但是岑寧他們剛聽秦江樓說這些話,岑初月這時候的反應誤打誤撞的倒像是在印證了這麽個說法。
“不行,我女兒在學校受委屈了我還不知道這件事,這要讓外人知道了指不定怎麽罵呢!”岑寧看了看岑初月,想了下,歎了口氣,“管家,帶小小姐回房間裏麵先休息一會兒,等下再下來。”
“誒,不是,我……”岑初月頓時人有些懵,看了看秦江樓又看了看岑寧,順帶求助的目光投向了二老。
然後還是被管家請回了樓上。
樓下的談話還在繼續,隻是岑初月不能下去,有些無聊地待在自己的房間裏麵,多少還是有些緊張。
生怕一不小心,秦江樓就說漏嘴了。
忐忑不安地待了好一會兒,眼瞧著到了飯點,岑寧才鬆了口,讓管家叫她下來。
在岑寧和那渣男離婚之前,也總會挑著一些時間帶著小岑初月回來住上幾天,所以管家從某種意義上來說也算得上是看著她長大的,下樓的時候也忍不住對她開口。
“小小姐,您也別生氣,小姐這樣已經很克製了。”
岑初月抬頭看向管家,搖了搖頭。
“您想太多了,我沒有生氣。”
岑寧這樣做,也不過是想知道秦江樓口中說的過分的話到底會有多過分,隻不過她又覺得這種話再讓岑初月聽到就像是二次傷害一般,所以隻能讓她先離開。
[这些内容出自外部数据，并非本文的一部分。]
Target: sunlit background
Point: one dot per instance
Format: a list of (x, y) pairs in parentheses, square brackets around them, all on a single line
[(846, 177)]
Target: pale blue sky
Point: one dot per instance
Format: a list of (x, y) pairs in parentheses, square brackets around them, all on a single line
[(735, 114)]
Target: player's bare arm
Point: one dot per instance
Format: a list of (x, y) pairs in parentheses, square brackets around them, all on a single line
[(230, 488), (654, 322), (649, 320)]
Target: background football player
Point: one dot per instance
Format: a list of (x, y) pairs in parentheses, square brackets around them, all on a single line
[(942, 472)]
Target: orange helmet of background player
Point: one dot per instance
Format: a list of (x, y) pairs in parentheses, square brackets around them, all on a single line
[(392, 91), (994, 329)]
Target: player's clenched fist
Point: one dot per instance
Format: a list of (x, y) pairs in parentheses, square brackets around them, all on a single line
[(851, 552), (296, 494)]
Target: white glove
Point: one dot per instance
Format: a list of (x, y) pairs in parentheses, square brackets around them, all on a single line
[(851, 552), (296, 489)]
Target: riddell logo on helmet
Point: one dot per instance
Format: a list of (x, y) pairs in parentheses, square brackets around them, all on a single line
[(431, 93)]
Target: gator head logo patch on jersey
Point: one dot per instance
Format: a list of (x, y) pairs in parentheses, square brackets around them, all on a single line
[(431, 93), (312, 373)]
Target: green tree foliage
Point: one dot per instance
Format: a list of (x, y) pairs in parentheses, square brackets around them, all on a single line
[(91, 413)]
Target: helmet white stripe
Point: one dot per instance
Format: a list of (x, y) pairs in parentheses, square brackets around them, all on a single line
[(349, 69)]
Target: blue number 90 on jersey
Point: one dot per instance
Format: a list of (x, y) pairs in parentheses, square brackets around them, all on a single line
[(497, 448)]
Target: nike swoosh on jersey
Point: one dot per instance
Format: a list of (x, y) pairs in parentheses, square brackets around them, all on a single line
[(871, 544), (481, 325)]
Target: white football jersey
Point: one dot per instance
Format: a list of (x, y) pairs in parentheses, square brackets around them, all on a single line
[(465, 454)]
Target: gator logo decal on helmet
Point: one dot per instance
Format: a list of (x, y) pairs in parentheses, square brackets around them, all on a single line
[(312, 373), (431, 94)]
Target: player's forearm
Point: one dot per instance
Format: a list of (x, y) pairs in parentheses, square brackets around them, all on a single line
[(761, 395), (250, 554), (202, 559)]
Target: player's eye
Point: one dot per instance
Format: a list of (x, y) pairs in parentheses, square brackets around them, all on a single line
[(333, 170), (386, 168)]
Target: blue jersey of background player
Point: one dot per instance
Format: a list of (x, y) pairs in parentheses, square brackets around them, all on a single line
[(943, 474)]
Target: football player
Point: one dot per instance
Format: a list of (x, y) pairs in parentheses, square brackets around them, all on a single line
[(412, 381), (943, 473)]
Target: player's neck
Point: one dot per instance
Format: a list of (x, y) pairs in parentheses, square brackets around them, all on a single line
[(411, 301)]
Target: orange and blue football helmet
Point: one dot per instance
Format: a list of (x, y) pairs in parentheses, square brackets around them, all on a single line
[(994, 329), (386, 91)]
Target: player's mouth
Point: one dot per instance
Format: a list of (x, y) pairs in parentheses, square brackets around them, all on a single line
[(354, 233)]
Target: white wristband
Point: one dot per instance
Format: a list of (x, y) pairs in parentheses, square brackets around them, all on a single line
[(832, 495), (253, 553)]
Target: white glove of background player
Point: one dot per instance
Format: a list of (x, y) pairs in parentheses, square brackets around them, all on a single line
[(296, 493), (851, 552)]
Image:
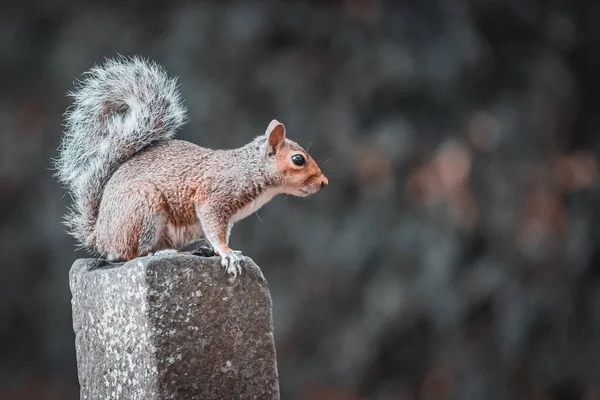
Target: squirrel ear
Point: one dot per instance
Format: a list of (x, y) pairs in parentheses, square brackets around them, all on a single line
[(276, 134)]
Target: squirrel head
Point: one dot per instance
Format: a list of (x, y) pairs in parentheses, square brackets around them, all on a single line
[(299, 172)]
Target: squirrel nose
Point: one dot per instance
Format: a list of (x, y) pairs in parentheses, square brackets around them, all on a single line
[(324, 182)]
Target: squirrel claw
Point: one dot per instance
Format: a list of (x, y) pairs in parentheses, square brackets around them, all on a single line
[(232, 263)]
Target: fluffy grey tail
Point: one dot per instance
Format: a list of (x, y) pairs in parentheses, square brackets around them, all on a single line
[(119, 108)]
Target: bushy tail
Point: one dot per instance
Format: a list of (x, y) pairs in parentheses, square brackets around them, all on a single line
[(119, 108)]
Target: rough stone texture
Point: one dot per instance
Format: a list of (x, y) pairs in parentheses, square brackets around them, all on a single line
[(172, 327)]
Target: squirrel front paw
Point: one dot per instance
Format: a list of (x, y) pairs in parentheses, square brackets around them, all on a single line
[(232, 262)]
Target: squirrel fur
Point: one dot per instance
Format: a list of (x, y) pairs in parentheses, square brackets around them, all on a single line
[(137, 191)]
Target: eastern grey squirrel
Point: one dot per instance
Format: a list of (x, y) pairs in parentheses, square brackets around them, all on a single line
[(137, 191)]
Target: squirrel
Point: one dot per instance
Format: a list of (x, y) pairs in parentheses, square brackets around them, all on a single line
[(137, 191)]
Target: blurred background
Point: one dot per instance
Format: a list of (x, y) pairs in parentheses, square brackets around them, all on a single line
[(455, 253)]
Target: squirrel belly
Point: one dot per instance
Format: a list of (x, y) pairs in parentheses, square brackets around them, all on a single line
[(136, 190)]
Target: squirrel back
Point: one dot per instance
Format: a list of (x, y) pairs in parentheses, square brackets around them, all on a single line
[(119, 108)]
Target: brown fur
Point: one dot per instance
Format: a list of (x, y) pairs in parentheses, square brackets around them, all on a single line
[(174, 191)]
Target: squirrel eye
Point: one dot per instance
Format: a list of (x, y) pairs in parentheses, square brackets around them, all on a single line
[(298, 160)]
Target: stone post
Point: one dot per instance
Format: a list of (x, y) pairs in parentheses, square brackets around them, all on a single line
[(172, 327)]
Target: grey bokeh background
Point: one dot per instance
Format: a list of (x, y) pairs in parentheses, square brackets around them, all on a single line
[(453, 255)]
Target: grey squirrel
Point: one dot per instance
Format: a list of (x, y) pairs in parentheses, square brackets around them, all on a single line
[(137, 191)]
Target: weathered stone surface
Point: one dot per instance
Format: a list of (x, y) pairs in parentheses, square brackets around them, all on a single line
[(172, 327)]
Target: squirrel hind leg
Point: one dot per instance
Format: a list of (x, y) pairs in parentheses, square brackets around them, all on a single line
[(152, 238)]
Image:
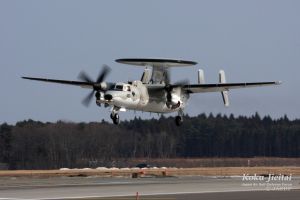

隻是等到她下了樓才發現,秦江樓和自己家人之間的關係一下子變得親近不少,岑老爺子他們看著秦江樓的眼神中也帶著點滿意。
也不知道這段時間裏麵秦江樓到底說了什麽事情,能讓他們這麽滿意。
幾個人一塊在餐廳裏麵吃飯,岑初月和秦江樓兩個人自然要坐在一塊,端上來的菜肴大半是岑初月喜歡吃的,又刻意的擺在了他們麵前,誰都沒有刻意提到岑初月離開之後他們到底還說了些什麽,岑初月自己也沒有主動問。
誰都不是多嘴的人,這一頓飯吃下來還能算得上是安穩。
吃完飯後,岑寧才又開口。
“結婚的事情我們答應了,隻是領證之後你們打算住在哪裏。”
這個問題岑初月之前從來沒想過,一下被岑寧問起來,有些無措。
本來他們打算結婚也並不是真的有什麽深刻的感情,就算是結婚了兩個人也沒必要綁在一塊。
可這種話自然不可能讓岑寧他們知道,臨時想回答讓她有些支支吾吾。
倒是秦江樓主動把話題攬了過來。
“月月之前在學校裏麵沒有刻意表露自己的身份,霍家的人向來見錢眼開,難保不會找麻煩,我們住在家裏總不太方便。”
“我有個住處,安保不錯,月月跟我一起住在那裏足夠安全,出行也方便,您和外公外婆要是想過來的話也完全可以。”
秦江樓兩句話剛好戳中了岑寧在意的兩點,看著秦江樓的眼神不自覺也帶上了點讚同,點了點頭,算是答應了下來。
離開的時候,岑初月自然而然要送秦江樓出去,走到車子跟前,瞧著周邊沒有人聽得到他們說的話,她猶豫了一下還是開口。
“你不會……真的打算讓我們住一起吧?”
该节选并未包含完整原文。